Very interesting! Just staying with Open Science, I think another trend that we have been seeing, David, is also a lot of conversations around impact. Right through the entire process, all the stakeholders have been talking about what is the real impact of all the research that we do. There is a lot of work also starting to happen around dissemination and engagement. Any thoughts on that, David? Any trends that you see?
We are living in an open access world. Even more than in the world of paid publication, it is common in many places that dissemination ends at publication. I have put it into the system and therefore anybody who needs it can find it. What a falsity that is in the attention economy of the internet. That is a hopeless position to take, in my view. Therefore, we need to disseminate, and we need to do everything we can to ensure high impact.

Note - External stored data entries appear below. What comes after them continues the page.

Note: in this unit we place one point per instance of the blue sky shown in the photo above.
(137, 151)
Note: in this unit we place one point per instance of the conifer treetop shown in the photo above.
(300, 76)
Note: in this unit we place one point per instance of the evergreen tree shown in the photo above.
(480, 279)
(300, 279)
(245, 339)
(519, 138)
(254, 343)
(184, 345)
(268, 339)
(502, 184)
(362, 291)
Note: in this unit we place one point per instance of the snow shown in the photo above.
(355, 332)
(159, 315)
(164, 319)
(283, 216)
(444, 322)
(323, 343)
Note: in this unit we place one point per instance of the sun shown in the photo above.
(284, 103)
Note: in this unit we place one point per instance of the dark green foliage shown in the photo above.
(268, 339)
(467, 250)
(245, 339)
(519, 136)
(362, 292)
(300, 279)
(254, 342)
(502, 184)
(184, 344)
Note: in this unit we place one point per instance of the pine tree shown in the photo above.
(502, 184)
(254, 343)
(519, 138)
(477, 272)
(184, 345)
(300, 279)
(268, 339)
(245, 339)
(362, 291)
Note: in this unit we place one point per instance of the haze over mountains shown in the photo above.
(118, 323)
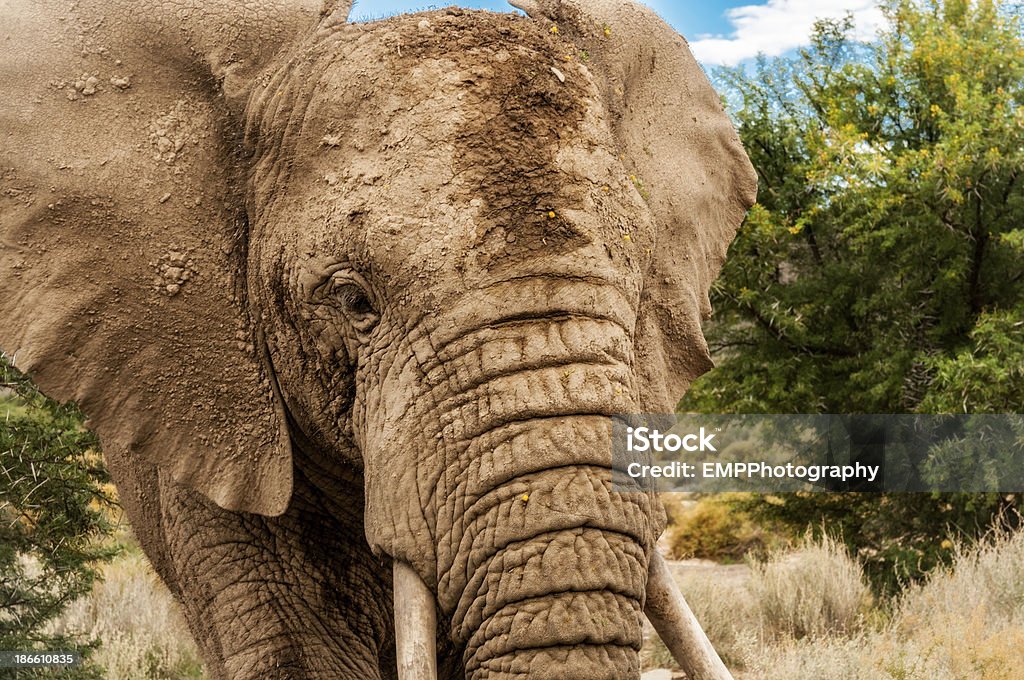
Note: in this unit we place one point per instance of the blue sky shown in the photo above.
(720, 32)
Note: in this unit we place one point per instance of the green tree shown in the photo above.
(51, 519)
(882, 269)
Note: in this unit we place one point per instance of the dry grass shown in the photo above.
(806, 614)
(142, 633)
(815, 591)
(803, 613)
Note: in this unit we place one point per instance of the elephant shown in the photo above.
(350, 305)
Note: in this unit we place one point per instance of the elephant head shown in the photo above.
(439, 250)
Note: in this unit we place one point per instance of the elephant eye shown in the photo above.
(351, 296)
(355, 301)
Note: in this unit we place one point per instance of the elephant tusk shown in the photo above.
(415, 625)
(675, 623)
(531, 8)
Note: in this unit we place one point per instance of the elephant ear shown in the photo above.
(123, 236)
(687, 161)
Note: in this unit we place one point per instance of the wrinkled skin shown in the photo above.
(340, 294)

I think in a few years' time, young researchers will be demanding of open access publishers. Give me the assurance that if I put this through your outlet, that you will personally through or as a service, you will alert all of the leading players in my sector. In the age of knowledge graphs, it is very simple to map a research sector to find out where the researchers are, who is doing leading or indeed competitive work and to make sure that everybody knows. Disseminating in the flaccid way in which we are at moment has no real excuse, it seems to me. Then, we can begin to measure impact. We can begin to say who use that and what sort of response did it get.
Then, we can begin to monitor the blogs and the conferences. Here, again, we are seeing with companies like Cassini and Morrissey [ph], the conferences and the seminars, the in-house seminars of the research groups are now getting monitored. Here we are in a position where we can see what the impact is, if only we can devise the tools to measure it. I think we are going to go through an impact in dissemination revolution in the next 5 years. The scholarship will benefit hugely from that. Hugely!
Absolutely! No, I fully agree with you, David. I think it's a trend that you are probably seeing. We have had the Research Excellence Framework here in the UK as well. The importance of impact is just growing. I agree with you. I think there is going to be a revolution, which is probably much needed.
Well, I would say to you, and you mentioned the UK researchers. Well, it was fascinating to me that the UK research body chose to fund a scheme called Octopus to the tune of £650,000 to do initial research studies into how to improve publication processes. One of, of course, those improvements is about impact. It seems to me that even the award of that grant is calling out subscription-based publishing as inadequate, not doing the job, not getting the articles to the people who need them.